Palm Springs' 7 Springs Inn & Suites a hidden and affordable SoCal resort option
PALM SPRINGS, Calif. - Your first sight of the 7 Springs Inn & Suites can be a tad frightening. It's not that it looks bad. It just looks dinky, nondescript and crammed into an unlikely location. And you're suddenly imaging it's going to be bad.
Fear not, though.
7 Springs is the rare hotel where a small entranceway and an unimpressive exterior does not reflect on the quality of the rooms. Indeed, by the end of your stay, you may be thankful that a trendy decorator would retch at the sight of the place, because that's surely what helps make 7 Springs one of Palm Springs' rare reasonable hotel finds.
You can often get a room at 7 Springs for around $100 a night. That's when the weather's absolutely gorgeous in Palm Springs. In the heat of the summer, it can dip down closer to $70. It's often impossible to get run-down budget chain hotels at those prices in a golf resort locale. And 7 Springs Inn is no run-down budget hotel that's dependent on the free breakfast buffet crowd.
Instead, you get 500 thread-count sheets in a big, fluffy, white bed that looks nearly brand new, a sort of bohemian courtyard pool scene and on this visit, one of the friendliest front desk clerks you're ever going to come across.
Plus, all of that is within an easy five-minute walk to downtown Palm Springs, which is a great place to stroll around after a day of golf if you're looking for something more than a cookie-cutter mall scene. On Palm Springs' main drag (Palm Canyon Drive), you get trendy cutting-edge shops flanked by longtime Palm Springs shops (think clothes that no one under 70 would ever consider wearing), a book store eccentric enough to once have Dennis Rodman do a signing and some of the best restaurants in the Coachella Valley.
A casino is an even closer walk, straight down the street. It's not one of the better casinos in the region, but you can still gamble.
7 Springs' drawback is that it doesn't have any natural golf affiliation in an area filled with good mega golf resorts.
You still might want to stay at the recently renovated La Quinta Resort & Club in a few days of splurging, the better to be close to its five courses, including Pete Dye's infamous PGA West Stadium Golf Course. Then you can stay at 7 Springs to experience downtown Palm Springs and save some money on the overall trip.
7 Springs only has 50 rooms, which adds to the hidden feel of the place. They are in low-lying two story buildings from the 1960s. But if you're staying on the first floor, you can walk right outside your patio door into a well-laid-out grass courtyard.
There are fountains, pools and usually a few guests hanging out and talking to other vacationers.
It's about as far as you can get from the staid, sterile atmosphere of a cookie-cutter business hotel. You'll get some businessmen here. They're just kicking back at the pool with their ties loosened and a bottle of beer in their hands, though.

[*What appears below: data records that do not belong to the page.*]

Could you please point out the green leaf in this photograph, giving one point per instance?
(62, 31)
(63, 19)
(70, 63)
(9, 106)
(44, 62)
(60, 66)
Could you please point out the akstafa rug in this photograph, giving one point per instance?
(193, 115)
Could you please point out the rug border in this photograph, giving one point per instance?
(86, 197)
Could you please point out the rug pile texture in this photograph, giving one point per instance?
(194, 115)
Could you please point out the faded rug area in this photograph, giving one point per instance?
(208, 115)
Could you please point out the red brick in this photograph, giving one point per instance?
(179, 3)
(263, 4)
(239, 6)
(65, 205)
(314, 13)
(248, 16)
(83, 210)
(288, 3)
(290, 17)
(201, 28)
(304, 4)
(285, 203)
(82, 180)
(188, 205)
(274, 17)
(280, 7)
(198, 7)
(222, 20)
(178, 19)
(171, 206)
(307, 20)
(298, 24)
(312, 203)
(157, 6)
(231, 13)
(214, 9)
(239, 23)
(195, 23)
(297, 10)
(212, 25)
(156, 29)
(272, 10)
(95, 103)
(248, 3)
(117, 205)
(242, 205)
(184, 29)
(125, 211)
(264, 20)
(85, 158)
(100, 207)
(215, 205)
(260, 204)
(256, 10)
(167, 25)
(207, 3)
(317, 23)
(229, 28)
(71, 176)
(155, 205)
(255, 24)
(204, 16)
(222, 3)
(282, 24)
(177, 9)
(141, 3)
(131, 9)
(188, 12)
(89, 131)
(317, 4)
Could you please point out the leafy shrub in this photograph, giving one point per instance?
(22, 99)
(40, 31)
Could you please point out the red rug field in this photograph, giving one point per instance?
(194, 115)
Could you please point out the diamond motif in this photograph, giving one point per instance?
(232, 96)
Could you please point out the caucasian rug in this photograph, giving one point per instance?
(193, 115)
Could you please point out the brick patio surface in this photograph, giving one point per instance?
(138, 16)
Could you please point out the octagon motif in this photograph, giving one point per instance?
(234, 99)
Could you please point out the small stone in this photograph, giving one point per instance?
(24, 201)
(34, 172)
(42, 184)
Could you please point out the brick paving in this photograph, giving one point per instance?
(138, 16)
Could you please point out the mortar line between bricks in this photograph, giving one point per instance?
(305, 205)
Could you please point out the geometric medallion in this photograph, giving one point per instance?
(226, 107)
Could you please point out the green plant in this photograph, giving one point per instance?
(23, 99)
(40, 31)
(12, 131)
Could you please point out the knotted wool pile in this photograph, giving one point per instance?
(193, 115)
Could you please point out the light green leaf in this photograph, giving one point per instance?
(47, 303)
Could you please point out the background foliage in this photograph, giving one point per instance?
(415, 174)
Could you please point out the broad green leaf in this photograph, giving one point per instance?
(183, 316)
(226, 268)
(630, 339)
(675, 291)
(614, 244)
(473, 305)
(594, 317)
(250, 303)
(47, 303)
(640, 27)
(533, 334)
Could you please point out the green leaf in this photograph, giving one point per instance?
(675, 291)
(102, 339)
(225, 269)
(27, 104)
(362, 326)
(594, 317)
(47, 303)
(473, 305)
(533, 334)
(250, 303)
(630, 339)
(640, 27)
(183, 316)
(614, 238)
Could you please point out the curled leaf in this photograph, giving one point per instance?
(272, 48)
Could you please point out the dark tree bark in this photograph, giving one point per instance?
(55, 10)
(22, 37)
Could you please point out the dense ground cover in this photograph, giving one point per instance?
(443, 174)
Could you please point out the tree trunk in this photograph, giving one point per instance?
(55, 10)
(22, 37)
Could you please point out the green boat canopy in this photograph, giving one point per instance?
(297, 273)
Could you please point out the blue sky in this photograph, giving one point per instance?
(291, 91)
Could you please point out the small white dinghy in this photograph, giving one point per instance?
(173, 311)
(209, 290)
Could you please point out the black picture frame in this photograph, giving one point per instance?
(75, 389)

"It makes you feel like you're on vacation, even if you're not on vacation," visitor Robert Fitzgerald said, waving to a couple he'd met two days earlier. "There's not too many other places where you can be staring up at the mountains in the middle of the city."
Those mountains, the San Jacinto Mountain range, are visible overhead past the town from 7 Springs' courtyard, and they look a whole lot closer than that.
Back in your room, you'll find plenty of space. In fact, the standard king I stayed in during this visit had so much open area that you could have set up your own weight room. Maybe more appropriately for Palm Springs - an area dotted with almost as many fortune tellers and healing centers as golf courses - there's plenty of open carpet to set down a yoga mat.
The larger rooms - and 7 Springs boasts two-bedroom townhouses that can sleep eight, as well as more customary suites - all include a full kitchen, all the better to save some more cash on an extended stay. Even the regular rooms all have refrigerators.
The only major inconvenience can be the parking situation. 7 Springs doesn't just look cramped in, it is, and there are only a handful of spots right in front of the hotel for guests. On this stay, it was easy to find parking, but on a busy weekend or on Thursday nights when there's a weekly street fair on Palm Canyon Drive, it could get a little difficult. Although we're not talking Manhattan hard.
Parking is free, though. In that sense, it fits right into 7 Springs Inn's unconventional luxury vibe.